If anyone needed prayer, it’s certainly this spankshaft. I bet, like most braggarts, Macário’s blade is the rusty one.
O DESCONHECIDO
Na verdade és belo. Que idade tens?
MACÁRIO
Vinte anos. Mas meu peito tem batido nesses vinte anos tantas vezes como o de um outro homem em quarenta.
O DESCONHECIDO
E amaste muito?
MACÁRIO
Sim e não. Sempre e nunca.
O DESCONHECIDO
Fala claro.
MACÁRIO
Mais claro que o dia. Se chamas o amor a troca de duas temperaturas, o aperto de dois sexos, a convulsão de dois peitos que arquejam, o beijo de duas bocas que tremem, de duas vidas que se fundem tenho amado muito e sempre! Se chamas o amor o sentimento casto e poro que faz cismar o pensativo, que faz chorar o amante na relva onde passou a beleza, que adivinha o perfume dela na brisa, que pergunta às aves, à manhã, à noite, às harmonias da música, que melodia é mais doce que sua voz, e ao seu coração, que formosura há mais divina que a dela—eu nunca amei. Ainda não achei uma mulher assim. Entre um charuto e uma chávena de café lembro-me às vezes de alguma forma divina, morena, branca, loira, de cabelos castanhos ou negros. Tenho-as visto que fazem empalidecer—e meu peito parece sufocar meus lábios se gelam, minha mão se esfria..

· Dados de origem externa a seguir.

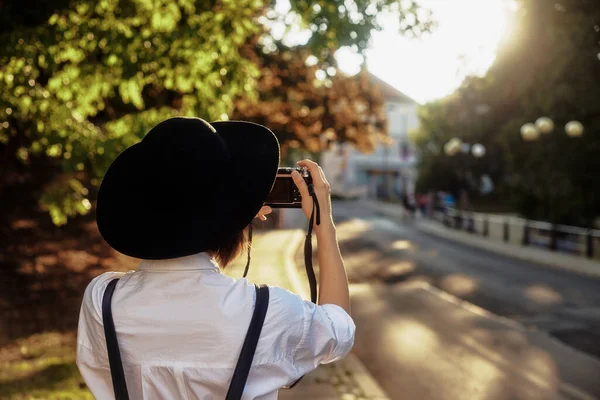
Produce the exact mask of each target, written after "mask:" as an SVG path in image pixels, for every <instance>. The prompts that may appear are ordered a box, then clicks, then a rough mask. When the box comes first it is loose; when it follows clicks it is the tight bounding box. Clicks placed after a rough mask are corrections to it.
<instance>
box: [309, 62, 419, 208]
mask: <svg viewBox="0 0 600 400" xmlns="http://www.w3.org/2000/svg"><path fill="white" fill-rule="evenodd" d="M370 78H371V81H372V82H373V84H374V85H377V86H378V87H379V89H380V91H381V93H382V94H383V96H384V98H385V108H386V113H387V120H388V135H389V137H390V139H391V140H390V143H391V144H389V145H380V146H379V147H377V148H376V150H375V152H374V153H371V154H363V153H361V152H360V151H358V150H356V149H355V148H354V147H352V146H351V145H348V144H344V145H337V146H333V147H332V148H331V149H329V150H328V151H326V152H324V153H323V154H322V157H321V164H322V167H323V169H324V171H325V172H326V174H327V177H328V179H329V180H330V184H331V189H332V193H333V194H336V195H339V196H344V197H356V196H358V197H367V198H399V197H401V196H402V195H403V194H404V193H407V194H413V193H414V190H415V181H416V161H417V160H416V153H415V149H414V146H413V144H411V143H410V141H409V139H408V132H409V131H410V130H412V129H415V128H416V127H417V126H418V122H419V121H418V118H417V107H418V103H417V102H416V101H415V100H413V99H411V98H410V97H408V96H407V95H405V94H404V93H402V92H400V91H399V90H397V89H395V88H393V87H392V86H391V85H389V84H388V83H386V82H384V81H382V80H381V79H379V78H377V77H376V76H375V75H372V74H371V75H370Z"/></svg>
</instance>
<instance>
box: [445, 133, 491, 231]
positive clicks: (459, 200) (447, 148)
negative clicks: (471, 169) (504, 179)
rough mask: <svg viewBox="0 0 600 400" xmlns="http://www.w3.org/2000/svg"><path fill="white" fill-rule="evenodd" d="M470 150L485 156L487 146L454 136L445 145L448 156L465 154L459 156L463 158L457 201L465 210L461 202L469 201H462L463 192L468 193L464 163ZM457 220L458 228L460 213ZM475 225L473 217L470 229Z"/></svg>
mask: <svg viewBox="0 0 600 400" xmlns="http://www.w3.org/2000/svg"><path fill="white" fill-rule="evenodd" d="M469 152H470V153H471V155H472V156H473V157H474V158H476V159H479V158H482V157H483V156H485V152H486V149H485V146H484V145H482V144H481V143H475V144H473V145H470V144H469V143H465V142H463V141H462V140H461V139H459V138H452V139H450V140H449V141H448V142H447V143H446V144H445V145H444V153H445V154H446V155H447V156H448V157H455V156H457V155H459V153H463V155H461V156H459V158H460V159H462V160H461V161H463V162H460V164H459V169H460V172H459V186H460V187H459V198H458V201H457V205H458V208H459V209H460V211H461V212H462V211H466V210H464V208H466V207H465V204H461V203H467V201H466V200H465V201H464V202H463V201H462V200H463V199H462V197H463V194H465V195H466V186H467V185H466V182H465V181H466V175H467V166H466V165H465V163H464V158H466V157H468V155H469ZM456 218H457V220H456V226H457V228H458V227H460V225H461V220H462V217H461V216H460V215H457V216H456ZM473 229H474V226H473V220H472V218H471V219H470V221H469V231H473Z"/></svg>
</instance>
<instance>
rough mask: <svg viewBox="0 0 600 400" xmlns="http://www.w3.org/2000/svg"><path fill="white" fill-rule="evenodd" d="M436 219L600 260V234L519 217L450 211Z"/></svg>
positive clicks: (490, 233)
mask: <svg viewBox="0 0 600 400" xmlns="http://www.w3.org/2000/svg"><path fill="white" fill-rule="evenodd" d="M434 218H435V219H436V220H438V221H440V222H442V223H443V224H444V225H446V226H447V227H449V228H454V229H458V230H463V231H466V232H469V233H472V234H478V235H481V236H483V237H486V238H489V239H491V240H497V241H503V242H506V243H512V244H520V245H523V246H531V247H536V248H543V249H547V250H550V251H556V252H561V253H568V254H572V255H578V256H581V257H587V258H590V259H596V260H600V230H598V229H588V228H581V227H576V226H569V225H558V224H551V223H549V222H543V221H533V220H528V219H524V218H520V217H515V216H504V215H494V214H483V213H476V212H471V211H459V210H456V209H452V208H451V209H447V210H446V211H443V212H442V211H438V212H436V213H435V214H434Z"/></svg>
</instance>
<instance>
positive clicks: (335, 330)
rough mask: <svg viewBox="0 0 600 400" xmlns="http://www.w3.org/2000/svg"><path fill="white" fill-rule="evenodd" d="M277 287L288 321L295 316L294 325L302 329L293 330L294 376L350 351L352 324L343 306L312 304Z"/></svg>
mask: <svg viewBox="0 0 600 400" xmlns="http://www.w3.org/2000/svg"><path fill="white" fill-rule="evenodd" d="M273 289H275V288H272V290H273ZM277 289H279V290H277ZM277 289H275V292H276V293H277V294H278V295H284V297H286V300H285V301H284V303H287V305H288V307H285V308H287V310H285V312H286V314H287V315H288V317H287V322H288V324H289V323H290V322H292V321H291V320H297V321H298V325H302V330H301V331H300V329H298V331H299V332H298V333H299V335H298V336H296V335H295V333H294V336H296V338H297V341H296V343H297V345H296V348H295V350H294V352H293V353H292V360H291V361H292V363H293V367H294V369H295V370H296V375H297V377H300V376H302V375H304V374H306V373H307V372H310V371H312V370H314V369H316V368H317V367H318V366H319V364H327V363H331V362H334V361H337V360H339V359H341V358H344V357H345V356H346V355H347V354H348V353H349V352H350V350H351V349H352V346H353V345H354V334H355V331H356V326H355V324H354V321H353V320H352V318H351V317H350V315H349V314H348V313H347V312H346V311H345V310H344V309H343V308H341V307H339V306H337V305H334V304H324V305H316V304H314V303H312V302H310V301H306V300H303V299H302V298H301V297H300V296H297V295H295V294H292V293H291V292H288V291H284V290H281V289H280V288H277ZM284 292H285V293H284ZM281 311H284V310H281ZM290 313H292V314H290ZM292 315H293V317H291V316H292ZM290 317H291V318H290ZM290 330H291V329H290ZM293 331H295V329H294V330H293Z"/></svg>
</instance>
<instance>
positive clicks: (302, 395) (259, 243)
mask: <svg viewBox="0 0 600 400" xmlns="http://www.w3.org/2000/svg"><path fill="white" fill-rule="evenodd" d="M303 237H304V235H303V234H302V233H301V232H299V231H297V230H274V231H267V232H263V233H260V232H259V233H257V234H256V235H255V237H254V241H253V242H254V243H253V246H252V247H253V250H252V262H251V264H250V271H249V273H248V279H249V280H250V281H252V282H256V283H266V284H269V285H276V286H281V287H284V288H286V289H288V290H293V289H296V290H295V291H296V292H297V293H300V294H301V295H302V296H303V297H304V298H307V295H306V294H305V293H303V291H302V287H301V285H302V283H301V282H299V279H300V277H299V276H298V275H297V274H295V273H294V270H295V268H296V266H295V265H294V260H293V255H294V253H295V250H296V249H297V248H298V246H299V244H300V242H301V240H302V239H303ZM245 265H246V257H245V255H244V256H241V257H239V258H238V259H237V260H236V262H235V263H233V264H232V265H230V266H229V267H227V268H226V269H225V273H227V274H228V275H230V276H233V277H241V276H242V274H243V271H244V266H245ZM298 289H300V290H298ZM279 398H280V399H282V400H306V399H314V400H326V399H327V400H336V399H341V400H367V399H369V400H387V396H386V395H385V393H383V392H382V391H381V388H380V387H379V386H378V385H377V384H376V383H375V381H374V380H373V378H372V377H371V374H370V373H369V372H368V370H366V369H365V368H364V366H363V365H362V364H361V363H360V361H358V359H357V358H356V356H355V355H353V354H350V355H349V356H348V357H346V358H345V359H344V360H342V361H340V362H337V363H333V364H328V365H321V366H320V367H319V368H318V369H317V370H315V371H313V372H312V373H310V374H308V375H306V376H305V377H304V378H303V379H302V381H301V382H300V383H299V384H298V385H297V386H296V387H294V388H293V389H291V390H280V391H279Z"/></svg>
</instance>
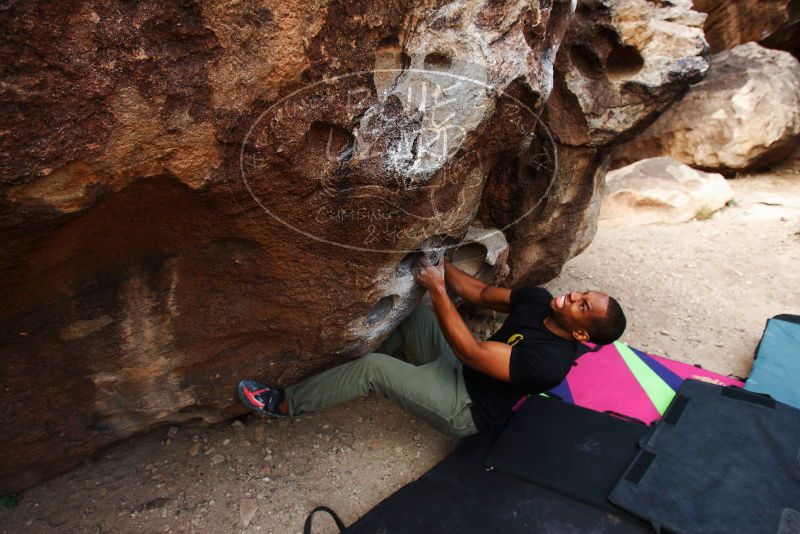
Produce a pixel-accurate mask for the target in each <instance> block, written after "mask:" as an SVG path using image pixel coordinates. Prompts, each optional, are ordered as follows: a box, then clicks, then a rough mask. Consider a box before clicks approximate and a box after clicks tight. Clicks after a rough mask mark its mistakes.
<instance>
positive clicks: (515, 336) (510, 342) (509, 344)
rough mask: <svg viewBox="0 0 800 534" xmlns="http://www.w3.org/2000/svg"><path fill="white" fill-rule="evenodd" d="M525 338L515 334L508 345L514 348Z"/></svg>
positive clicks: (511, 338)
mask: <svg viewBox="0 0 800 534" xmlns="http://www.w3.org/2000/svg"><path fill="white" fill-rule="evenodd" d="M523 337H524V336H523V335H522V334H514V335H512V336H511V337H510V338H508V341H507V343H508V344H509V345H511V346H512V347H513V346H514V345H516V344H517V343H519V342H520V341H522V338H523Z"/></svg>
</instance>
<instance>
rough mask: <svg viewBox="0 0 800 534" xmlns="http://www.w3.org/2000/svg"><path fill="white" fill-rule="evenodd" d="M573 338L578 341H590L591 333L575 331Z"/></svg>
mask: <svg viewBox="0 0 800 534" xmlns="http://www.w3.org/2000/svg"><path fill="white" fill-rule="evenodd" d="M572 337H574V338H575V339H577V340H578V341H589V332H587V331H586V330H573V331H572Z"/></svg>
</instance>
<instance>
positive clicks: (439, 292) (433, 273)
mask: <svg viewBox="0 0 800 534" xmlns="http://www.w3.org/2000/svg"><path fill="white" fill-rule="evenodd" d="M414 277H415V278H416V280H417V282H418V283H419V284H420V285H422V286H423V287H425V288H426V289H427V290H428V291H429V292H430V294H431V301H432V302H433V311H434V312H435V313H436V318H437V319H438V321H439V326H440V327H441V328H442V333H443V334H444V337H445V338H446V339H447V343H448V344H449V345H450V348H451V349H453V352H454V353H455V355H456V357H458V359H459V360H461V361H462V362H464V365H467V366H469V367H471V368H473V369H475V370H476V371H478V372H481V373H483V374H485V375H489V376H491V377H493V378H496V379H498V380H502V381H504V382H508V381H509V380H510V378H509V364H510V361H511V346H510V345H507V344H505V343H498V342H496V341H483V342H478V341H476V340H475V338H474V337H472V333H471V332H470V331H469V328H467V325H466V324H464V320H463V319H462V318H461V316H460V315H459V314H458V310H456V307H455V305H454V304H453V301H451V300H450V297H449V296H448V295H447V290H446V288H445V283H444V267H443V266H442V265H439V266H436V267H431V266H427V267H421V268H419V269H415V272H414Z"/></svg>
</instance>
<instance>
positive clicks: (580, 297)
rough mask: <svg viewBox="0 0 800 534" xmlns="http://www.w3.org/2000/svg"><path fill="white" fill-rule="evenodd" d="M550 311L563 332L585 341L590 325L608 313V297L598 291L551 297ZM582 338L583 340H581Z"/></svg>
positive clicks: (567, 294) (574, 292)
mask: <svg viewBox="0 0 800 534" xmlns="http://www.w3.org/2000/svg"><path fill="white" fill-rule="evenodd" d="M550 309H551V310H552V311H553V316H554V317H555V319H556V321H558V324H559V325H561V327H562V328H563V329H564V330H567V331H568V332H570V333H572V334H573V335H574V336H575V337H576V338H578V339H580V340H581V341H585V340H586V339H588V337H589V328H590V327H591V325H592V323H594V321H595V320H596V319H599V318H602V317H605V315H606V313H607V311H608V295H606V294H605V293H602V292H600V291H584V292H580V291H572V292H570V293H566V294H564V295H558V296H557V297H553V299H552V300H551V301H550ZM576 333H578V334H576ZM584 336H585V339H582V338H584Z"/></svg>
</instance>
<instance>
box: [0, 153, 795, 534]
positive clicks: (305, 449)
mask: <svg viewBox="0 0 800 534" xmlns="http://www.w3.org/2000/svg"><path fill="white" fill-rule="evenodd" d="M731 185H732V186H733V187H734V190H735V191H736V201H735V204H734V205H733V206H731V207H729V208H726V209H725V210H723V211H722V212H719V213H717V214H715V215H714V216H712V217H711V218H710V219H707V220H703V221H693V222H689V223H685V224H681V225H673V226H666V225H650V226H642V227H634V228H603V227H602V226H601V228H600V230H599V232H598V235H597V238H596V239H595V241H594V242H593V243H592V245H591V246H590V247H589V248H588V249H587V250H586V251H585V252H584V253H583V254H582V255H580V256H579V257H577V258H575V259H573V260H572V261H570V262H569V263H568V264H567V266H566V267H565V269H564V272H563V273H562V275H561V276H560V277H559V278H557V279H556V280H553V281H552V282H550V283H549V284H547V287H548V288H549V289H550V290H551V291H553V292H554V293H557V292H562V291H566V290H569V289H585V288H597V289H602V290H605V291H607V292H608V293H610V294H612V295H614V296H617V297H618V298H619V300H620V302H621V303H622V305H623V307H624V308H625V309H626V311H627V314H628V318H629V327H628V330H627V331H626V333H625V335H624V337H623V339H624V340H625V341H627V342H628V343H630V344H632V345H634V346H637V347H639V348H642V349H645V350H647V351H650V352H654V353H657V354H663V355H667V356H669V357H672V358H675V359H678V360H682V361H687V362H691V363H699V364H702V365H703V367H705V368H707V369H712V370H715V371H718V372H721V373H723V374H729V373H733V374H736V375H741V376H746V375H747V373H748V371H749V368H750V365H751V363H752V356H753V350H754V349H755V346H756V343H757V342H758V339H759V338H760V336H761V332H762V329H763V327H764V323H765V321H766V319H767V318H768V317H770V316H772V315H775V314H777V313H786V312H790V313H800V304H798V297H800V290H799V289H798V287H800V285H799V284H798V282H800V280H798V275H797V272H798V271H797V268H798V267H797V266H798V265H800V160H797V159H795V160H794V161H793V162H791V163H789V164H785V165H784V166H783V167H781V168H779V169H776V170H773V171H771V172H770V173H765V174H761V175H758V176H751V177H740V178H739V179H737V180H732V181H731ZM489 324H490V323H489ZM475 328H476V330H477V331H479V332H481V335H485V334H486V329H487V323H480V322H476V323H475ZM454 445H455V441H454V440H452V439H449V438H445V437H443V436H440V435H439V434H437V433H436V432H435V431H434V430H432V429H431V428H429V427H428V426H427V425H426V424H425V423H424V422H421V421H417V420H414V419H413V418H411V417H409V416H408V415H406V414H404V413H403V412H401V411H400V410H399V409H397V408H395V407H394V406H393V405H392V404H390V403H389V402H387V401H385V400H383V399H380V398H375V397H370V398H367V399H364V400H360V401H357V402H354V403H352V404H350V405H346V406H341V407H338V408H334V409H331V410H328V411H326V412H325V413H323V414H315V415H311V416H305V417H302V418H299V419H297V420H293V421H287V420H274V419H264V418H261V417H257V416H248V417H245V418H244V419H241V420H238V421H235V422H233V423H232V424H231V423H230V422H229V423H226V424H222V425H217V426H214V427H184V428H180V429H178V428H160V429H157V430H154V431H152V432H150V433H149V434H145V435H142V436H139V437H136V438H134V439H130V440H128V441H125V442H121V443H118V444H116V445H113V446H111V447H109V448H107V449H105V450H103V451H101V452H100V453H99V454H97V455H96V457H95V458H94V459H93V460H92V461H90V462H87V463H86V464H84V465H83V466H81V467H78V468H76V469H74V470H72V471H70V472H69V473H67V474H65V475H63V476H60V477H58V478H56V479H54V480H52V481H50V482H47V483H44V484H41V485H39V486H37V487H35V488H32V489H30V490H28V491H27V492H25V494H24V496H23V499H22V501H21V502H20V504H19V505H18V506H17V507H16V508H14V509H11V510H7V509H2V508H0V531H1V532H7V533H19V532H26V533H37V532H81V533H84V532H88V533H94V532H98V533H99V532H114V533H115V534H120V533H127V532H198V533H199V532H203V533H205V532H210V533H225V532H249V533H254V532H259V533H276V534H277V533H279V534H284V533H297V532H301V531H302V525H303V520H304V518H305V515H306V513H307V512H308V511H309V510H310V509H312V508H313V507H314V506H316V505H319V504H326V505H328V506H331V507H333V508H334V509H335V510H337V511H338V512H339V513H340V515H341V516H342V518H343V519H344V521H345V523H346V524H350V523H351V522H353V521H354V520H356V519H357V518H358V517H359V516H360V515H362V514H363V513H364V512H366V511H367V510H369V509H370V508H371V507H372V506H374V505H375V504H377V503H378V502H379V501H380V500H381V499H383V498H384V497H386V496H388V495H390V494H391V493H392V492H394V491H395V490H397V489H398V488H399V487H401V486H402V485H403V484H405V483H407V482H409V481H411V480H413V479H414V478H416V477H418V476H419V475H421V474H422V473H423V472H425V471H426V470H428V469H429V468H430V467H432V466H433V465H434V464H436V463H437V462H438V461H439V460H440V459H441V458H443V457H444V456H445V455H446V454H447V453H448V451H450V450H452V448H453V446H454ZM316 531H317V532H335V529H334V528H333V524H332V522H330V521H329V520H327V519H326V518H323V517H320V518H319V519H318V520H317V528H316Z"/></svg>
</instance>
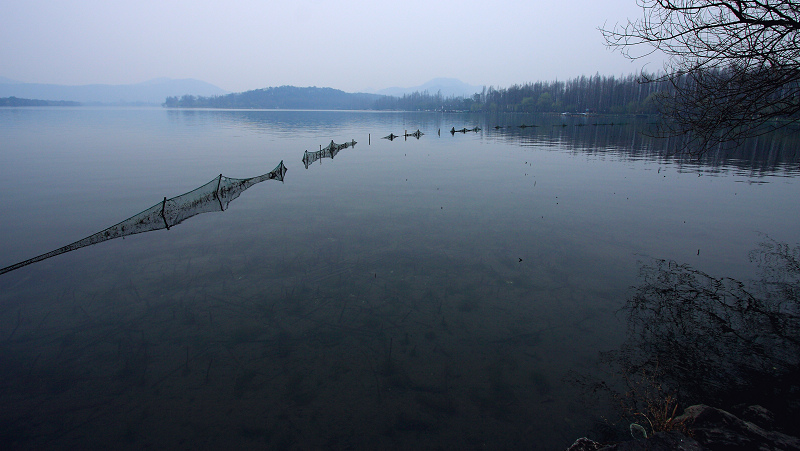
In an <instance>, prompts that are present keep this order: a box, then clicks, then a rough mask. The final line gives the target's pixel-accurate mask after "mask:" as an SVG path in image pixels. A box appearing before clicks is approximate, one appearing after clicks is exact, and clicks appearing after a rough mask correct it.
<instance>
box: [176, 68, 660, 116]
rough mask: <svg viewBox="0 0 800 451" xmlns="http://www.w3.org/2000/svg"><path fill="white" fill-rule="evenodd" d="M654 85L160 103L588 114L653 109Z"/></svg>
mask: <svg viewBox="0 0 800 451" xmlns="http://www.w3.org/2000/svg"><path fill="white" fill-rule="evenodd" d="M659 88H660V86H659V85H657V84H655V83H650V84H642V83H639V82H638V77H637V76H634V75H628V76H627V77H621V78H615V77H613V76H611V77H607V76H601V75H599V74H598V75H594V76H591V77H585V76H582V77H578V78H573V79H571V80H567V81H550V82H535V83H526V84H523V85H513V86H510V87H508V88H495V87H489V88H488V89H487V88H484V90H483V92H482V93H480V94H475V95H474V96H472V97H467V98H463V97H444V96H442V95H441V93H436V94H432V93H430V92H428V91H424V92H421V93H420V92H415V93H413V94H406V95H403V96H402V97H395V96H382V95H377V94H361V93H358V94H350V93H346V92H344V91H340V90H338V89H332V88H317V87H311V88H298V87H294V86H281V87H277V88H265V89H256V90H253V91H247V92H242V93H236V94H228V95H223V96H211V97H198V96H189V95H187V96H183V97H180V98H178V97H169V98H167V101H166V102H165V103H164V106H166V107H173V108H174V107H177V108H281V109H336V110H356V109H358V110H362V109H374V110H411V111H415V110H445V111H487V112H530V113H534V112H541V113H550V112H558V113H560V112H594V113H612V114H640V113H656V112H657V109H656V105H655V102H654V96H656V95H657V93H658V90H659Z"/></svg>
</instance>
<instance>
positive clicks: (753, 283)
mask: <svg viewBox="0 0 800 451" xmlns="http://www.w3.org/2000/svg"><path fill="white" fill-rule="evenodd" d="M750 259H751V261H752V262H754V263H756V264H757V265H758V267H759V270H760V280H759V281H757V282H753V283H749V284H745V283H743V282H741V281H738V280H735V279H731V278H726V277H723V278H716V277H713V276H711V275H708V274H706V273H704V272H702V271H700V270H698V269H695V268H692V267H691V266H689V265H687V264H679V263H677V262H674V261H667V260H656V261H654V262H652V263H649V264H643V265H642V266H641V268H640V279H641V283H640V284H639V285H638V286H636V287H633V288H634V293H633V295H632V296H631V297H630V299H629V300H628V301H627V303H626V305H625V307H623V309H622V312H624V313H625V314H626V315H627V323H628V334H627V339H626V341H625V343H624V344H623V345H622V346H621V347H620V349H618V350H616V351H611V352H607V353H603V354H602V357H601V360H603V361H604V363H605V364H606V365H608V367H609V368H610V369H611V372H612V374H613V375H614V376H612V379H619V378H621V379H622V380H623V381H624V385H625V387H623V388H622V389H621V390H623V391H626V392H625V393H624V394H621V393H620V392H619V390H620V389H619V388H618V387H614V382H613V381H601V382H597V381H589V382H590V383H589V384H587V387H588V388H590V389H591V390H592V391H593V392H594V393H606V394H611V396H612V398H615V399H616V400H617V401H619V402H620V407H621V408H622V414H623V418H625V419H626V420H630V421H634V420H636V418H635V416H636V415H642V412H647V411H648V410H651V409H652V408H653V407H655V406H656V404H659V403H660V404H664V403H669V402H672V403H675V402H679V403H680V406H681V407H680V409H678V412H680V411H681V410H682V409H683V408H684V407H687V406H689V405H692V404H700V403H702V404H708V405H713V406H716V407H720V408H723V409H730V410H731V411H732V412H735V411H736V410H737V409H738V408H739V407H738V406H749V405H761V406H764V407H766V408H767V409H769V410H770V411H772V412H773V413H775V416H776V418H775V420H776V426H779V428H780V429H783V430H784V431H785V432H787V433H789V434H791V435H797V433H798V429H797V424H793V421H792V420H791V419H793V418H797V415H798V414H800V398H799V397H798V393H800V246H795V247H792V246H790V245H787V244H785V243H779V242H776V241H774V240H772V239H769V238H767V239H766V240H765V241H764V242H762V243H761V244H760V246H759V248H757V249H755V250H753V251H752V252H751V254H750ZM661 407H664V406H661Z"/></svg>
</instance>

Parece-me então que se aquela mulher que me faz estremecer assim soltasse sua roupa de veludo e me deixasse por os lábios sobre seu seio um momento, eu morreria num desmaio de prazer! Mas depois desta vem outra— mais outra—e o amor se desfaz numa saudade que se desfaz no esquecimento. Como eu te disse, nunca amei.
ENGLISH
THE UNKNOWN
You’re really beautiful. How old are you?
MACÁRIO
Twenty years. But my chest has struck in these twenty years as many times as another man in his forties.
THE UNKNOWN
And you loved much?
MACÁRIO
Yes and no. Always and never.
THE UNKNOWN
Speak clearly.
MACÁRIO
Lighter than the day. If you call love the exchange of two temperatures, the tightness of two sexes, the convulsion of two breasts that pant, the kiss of two mouths that tremble, of two lives that merge I have loved much and always! If you call love the chaste and pure feeling that makes one thoughtful, that makes the lover cry on the grass where beauty has passed, who guesses the scent of it in the breeze, who asks the birds, morning, night, the harmonies of music, which melody is sweeter than her voice, and to her heart, what beauty is more divine than hers – I have never loved. I have not found a woman like that yet. Between a cigar and a cup of coffee I sometimes remember some divine, brunette, white, blonde, brown or black hair. I have seen them make them pale-and my chest seems to choke my lips frozen, my hand cools ..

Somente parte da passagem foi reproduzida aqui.